Inner and outer inverted

Inner and outer inverted

In our conventional experience, we draw a line at the skin. We treat the body as the boundary of the self. The "inner" is the private, subjective space of the mind: our thoughts, emotions, and psychological narratives. The "outer" is everything else: the world of nature, other people, the sky—all that exists beyond our physical form.

But what if this perception is completely reversed?

What if the debt we owe to clarity can only be settled by seeing reality through a mirror held up to this illusion?

You are real. Anything that is genuinely real is not separate from you; it is part of you, one with you. This real field includes the unmediated presence of nature, the suchness of a tree, the vastness of the sky.
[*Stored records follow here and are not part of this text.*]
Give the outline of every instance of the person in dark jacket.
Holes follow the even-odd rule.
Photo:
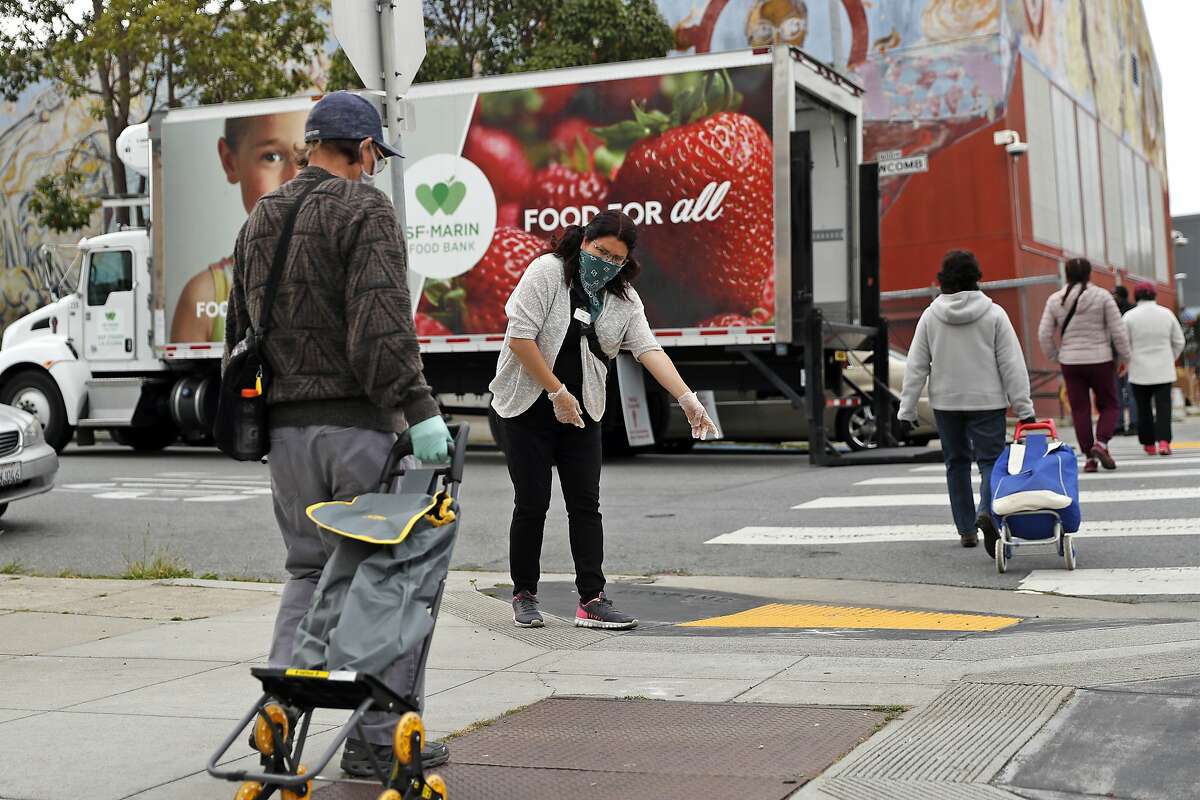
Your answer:
[[[1133,308],[1129,301],[1129,287],[1125,285],[1113,289],[1113,300],[1117,301],[1117,310],[1121,316]],[[1133,402],[1133,390],[1129,388],[1129,376],[1117,373],[1117,399],[1121,402],[1120,415],[1117,417],[1117,436],[1132,436],[1137,431],[1137,403]]]
[[[282,222],[311,190],[296,216],[266,339],[271,494],[289,576],[269,661],[282,667],[290,665],[297,627],[337,543],[305,510],[373,491],[406,427],[422,461],[445,461],[450,441],[422,374],[395,209],[370,185],[384,159],[397,155],[384,144],[379,114],[358,95],[326,95],[308,115],[304,140],[304,168],[264,195],[238,234],[225,325],[226,353],[247,326],[261,327]],[[408,666],[398,663],[395,674],[381,677],[402,683]],[[342,769],[373,776],[367,748],[389,761],[396,721],[379,712],[364,717],[367,741],[346,740]],[[448,757],[445,745],[427,748],[425,766]]]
This is the true "inner."

Conversely, what we typically call the "inner world"—the mind—is actually the "outer." It is a projected space, a virtual field of imagination. It is outside the real, a commentary about the real, but not the real itself.

Does this not bring a profound clarity to observation? And does it not reveal that the traditional viewpoint of inner and outer is itself a construct, established by the very mind—the very "outer space" it seeks to define? The mind, which is invented from the real, then invents a world of separation.

So, the mirror is the field itself.

There are two fields:

  1. The Field of the Real: That which is untouched by thought, because it is prior to it. It is the is-ness of existence, unaltered by ideas, opinions, beliefs, or any form of mental manipulation. You cannot add to it or subtract from it. It simply is.
  2. The Field of the Imagined: This has nothing to do with the real. It is invented, projected, and made up by the mind. It is a ripple upon the surface of the real, mistaken for the depths.

If you identify as a mind, then of course the mind seems inner, and everything it perceives seems outer. This is the perspective of the division itself.

But if you rest without splitting experience into inner and outer—if you settle into the field of the real—a fundamental shift occurs. You realize you are not a separate observer of the real; you are the real, and it is you. You are an expression of nature, of space, inseparable from it.

That is the true inner. It is the field of the real.

And the "outer" is now seen for what it is: anything projected from that reality into a virtual, secondary field—the field of imagination, psyche, and thought. It is, in fact, outside the field of the real, a phantom territory we have mistaken for home.